# SQL: Advanced Concepts

-----

In this notebook, we focus on several advanced SQL concepts that build on the previous discussion of manipulating data and data structures within a relational database. Specifically, we will introduce the primary key, foreign key, table joins, and order by clause and demonstrate how they can be performed by using the SQLite relational database. 

-----

## Table of Contents

[Primary Key and Foreign Key](#Primary-Key-and-Foreign-Key)  
[Joins](#Joins)  
[Order By Clause](#Order-By-Clause)  

----

[[Back to TOC]](#Table-of-Contents)

## Primary Key and Foreign Key

### Primary Key

A primary key is a special relational database table column (or combination of columns) designated to uniquely identify all table records. Primary key must contain a unique value for each row of data.

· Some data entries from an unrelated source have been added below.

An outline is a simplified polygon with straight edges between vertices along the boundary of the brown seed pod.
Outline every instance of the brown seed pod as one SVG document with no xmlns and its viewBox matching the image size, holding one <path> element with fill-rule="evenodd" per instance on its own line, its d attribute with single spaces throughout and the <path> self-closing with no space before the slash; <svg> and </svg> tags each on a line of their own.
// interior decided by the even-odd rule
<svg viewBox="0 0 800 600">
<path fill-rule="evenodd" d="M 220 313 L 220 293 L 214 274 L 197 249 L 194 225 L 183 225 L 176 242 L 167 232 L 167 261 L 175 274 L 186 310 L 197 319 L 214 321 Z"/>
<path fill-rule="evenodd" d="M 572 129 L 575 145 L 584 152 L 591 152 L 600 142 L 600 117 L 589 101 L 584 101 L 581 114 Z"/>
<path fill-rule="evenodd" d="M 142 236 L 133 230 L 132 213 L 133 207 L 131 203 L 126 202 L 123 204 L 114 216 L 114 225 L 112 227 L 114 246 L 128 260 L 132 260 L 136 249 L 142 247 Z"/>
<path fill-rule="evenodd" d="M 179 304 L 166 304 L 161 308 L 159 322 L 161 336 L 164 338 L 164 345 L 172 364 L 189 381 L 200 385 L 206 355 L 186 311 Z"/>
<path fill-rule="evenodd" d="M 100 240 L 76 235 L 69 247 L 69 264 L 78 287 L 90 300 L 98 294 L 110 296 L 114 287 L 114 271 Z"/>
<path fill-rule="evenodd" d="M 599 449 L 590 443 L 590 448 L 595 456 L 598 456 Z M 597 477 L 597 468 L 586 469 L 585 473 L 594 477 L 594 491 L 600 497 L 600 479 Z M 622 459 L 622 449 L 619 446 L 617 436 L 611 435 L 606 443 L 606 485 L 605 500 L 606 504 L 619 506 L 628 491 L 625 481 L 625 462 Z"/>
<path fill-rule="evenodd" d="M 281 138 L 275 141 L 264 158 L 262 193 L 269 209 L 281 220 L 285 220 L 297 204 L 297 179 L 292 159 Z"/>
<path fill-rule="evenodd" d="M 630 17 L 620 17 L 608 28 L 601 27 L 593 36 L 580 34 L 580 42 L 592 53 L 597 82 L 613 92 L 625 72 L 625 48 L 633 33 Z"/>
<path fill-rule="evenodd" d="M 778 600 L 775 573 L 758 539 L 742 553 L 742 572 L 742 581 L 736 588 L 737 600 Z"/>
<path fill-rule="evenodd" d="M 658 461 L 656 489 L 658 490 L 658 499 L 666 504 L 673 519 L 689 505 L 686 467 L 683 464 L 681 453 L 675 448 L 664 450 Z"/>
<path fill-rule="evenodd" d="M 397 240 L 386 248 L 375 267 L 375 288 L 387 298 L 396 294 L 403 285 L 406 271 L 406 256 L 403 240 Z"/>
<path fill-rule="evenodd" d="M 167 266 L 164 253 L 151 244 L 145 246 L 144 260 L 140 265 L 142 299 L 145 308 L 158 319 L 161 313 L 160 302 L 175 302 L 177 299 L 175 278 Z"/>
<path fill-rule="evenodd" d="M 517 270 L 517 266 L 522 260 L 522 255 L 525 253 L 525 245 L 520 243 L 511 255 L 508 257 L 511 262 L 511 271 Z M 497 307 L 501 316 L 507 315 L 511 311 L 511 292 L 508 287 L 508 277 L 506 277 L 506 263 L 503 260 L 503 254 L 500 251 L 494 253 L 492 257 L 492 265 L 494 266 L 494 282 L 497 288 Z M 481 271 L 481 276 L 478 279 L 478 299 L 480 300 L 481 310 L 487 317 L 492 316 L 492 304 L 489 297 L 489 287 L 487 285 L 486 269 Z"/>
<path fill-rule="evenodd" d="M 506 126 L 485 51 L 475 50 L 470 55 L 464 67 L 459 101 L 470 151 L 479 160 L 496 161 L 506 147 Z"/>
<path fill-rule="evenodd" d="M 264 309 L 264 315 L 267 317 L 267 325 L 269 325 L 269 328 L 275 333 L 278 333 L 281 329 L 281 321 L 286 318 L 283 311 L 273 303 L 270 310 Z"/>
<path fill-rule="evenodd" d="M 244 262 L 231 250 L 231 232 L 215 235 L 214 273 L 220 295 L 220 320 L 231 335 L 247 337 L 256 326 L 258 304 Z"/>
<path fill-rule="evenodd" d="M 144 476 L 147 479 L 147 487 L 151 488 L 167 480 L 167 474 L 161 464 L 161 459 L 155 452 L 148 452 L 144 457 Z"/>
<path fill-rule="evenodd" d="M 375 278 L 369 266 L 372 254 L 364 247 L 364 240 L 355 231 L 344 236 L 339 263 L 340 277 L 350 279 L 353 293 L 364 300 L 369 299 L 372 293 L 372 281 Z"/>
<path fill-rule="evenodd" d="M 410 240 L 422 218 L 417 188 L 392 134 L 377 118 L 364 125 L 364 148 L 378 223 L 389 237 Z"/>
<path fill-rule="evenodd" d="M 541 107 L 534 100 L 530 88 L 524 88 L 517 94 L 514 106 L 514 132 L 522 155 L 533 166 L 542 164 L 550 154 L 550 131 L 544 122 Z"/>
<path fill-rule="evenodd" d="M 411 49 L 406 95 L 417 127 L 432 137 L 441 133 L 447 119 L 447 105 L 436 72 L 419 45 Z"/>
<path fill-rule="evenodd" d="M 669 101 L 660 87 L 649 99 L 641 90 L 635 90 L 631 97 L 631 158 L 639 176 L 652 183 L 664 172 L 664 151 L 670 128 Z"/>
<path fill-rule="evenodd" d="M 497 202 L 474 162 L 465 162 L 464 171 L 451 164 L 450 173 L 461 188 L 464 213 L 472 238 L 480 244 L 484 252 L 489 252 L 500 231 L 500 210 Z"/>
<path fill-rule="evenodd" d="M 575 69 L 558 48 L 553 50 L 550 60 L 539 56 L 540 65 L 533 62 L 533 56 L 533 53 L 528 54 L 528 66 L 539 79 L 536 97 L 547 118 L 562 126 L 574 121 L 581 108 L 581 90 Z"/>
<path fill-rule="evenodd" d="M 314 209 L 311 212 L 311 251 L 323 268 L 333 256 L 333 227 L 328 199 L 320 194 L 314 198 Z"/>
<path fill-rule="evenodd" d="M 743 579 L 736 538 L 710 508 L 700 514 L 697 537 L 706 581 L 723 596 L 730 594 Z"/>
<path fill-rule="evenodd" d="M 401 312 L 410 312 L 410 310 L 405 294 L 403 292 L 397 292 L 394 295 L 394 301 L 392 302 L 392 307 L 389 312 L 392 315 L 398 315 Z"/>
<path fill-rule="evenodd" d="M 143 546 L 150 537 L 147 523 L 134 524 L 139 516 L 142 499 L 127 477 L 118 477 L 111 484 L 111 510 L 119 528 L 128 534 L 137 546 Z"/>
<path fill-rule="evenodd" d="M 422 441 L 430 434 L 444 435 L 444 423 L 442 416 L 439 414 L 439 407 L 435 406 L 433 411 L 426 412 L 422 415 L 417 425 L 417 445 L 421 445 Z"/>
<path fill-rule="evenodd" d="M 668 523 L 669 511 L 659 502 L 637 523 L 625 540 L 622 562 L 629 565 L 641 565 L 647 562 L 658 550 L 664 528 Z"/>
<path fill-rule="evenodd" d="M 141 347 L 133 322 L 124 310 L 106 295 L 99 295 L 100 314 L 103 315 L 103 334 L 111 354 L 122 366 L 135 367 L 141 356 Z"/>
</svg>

By default, SQLite provides a rowid column for all tables. This value provides a unique identifier for each row, which can be an important constraint for relational database tables. However, this can increase the size of your table because an extra column has been added simply to provide a unique identifier. To prevent the automatic creation of this identifying column, you can specify the `WITHOUT ROWID` clause when creating a new table. 

Rather than using an automatic row identifier, you can indicate that one or more columns should be used to provide the unique identifier. This is accomplished by explicitly identifying the relevant column or columns during table creation. This can be done in two manners. First, if one specific column will be used, you can append the `PRIMARY KEY` qualifier to the relevant column when constructing the table. For example, the following example specifies that `columnOne` is an integer column that must have a non-null value that also serves as the primary key for `myTable`.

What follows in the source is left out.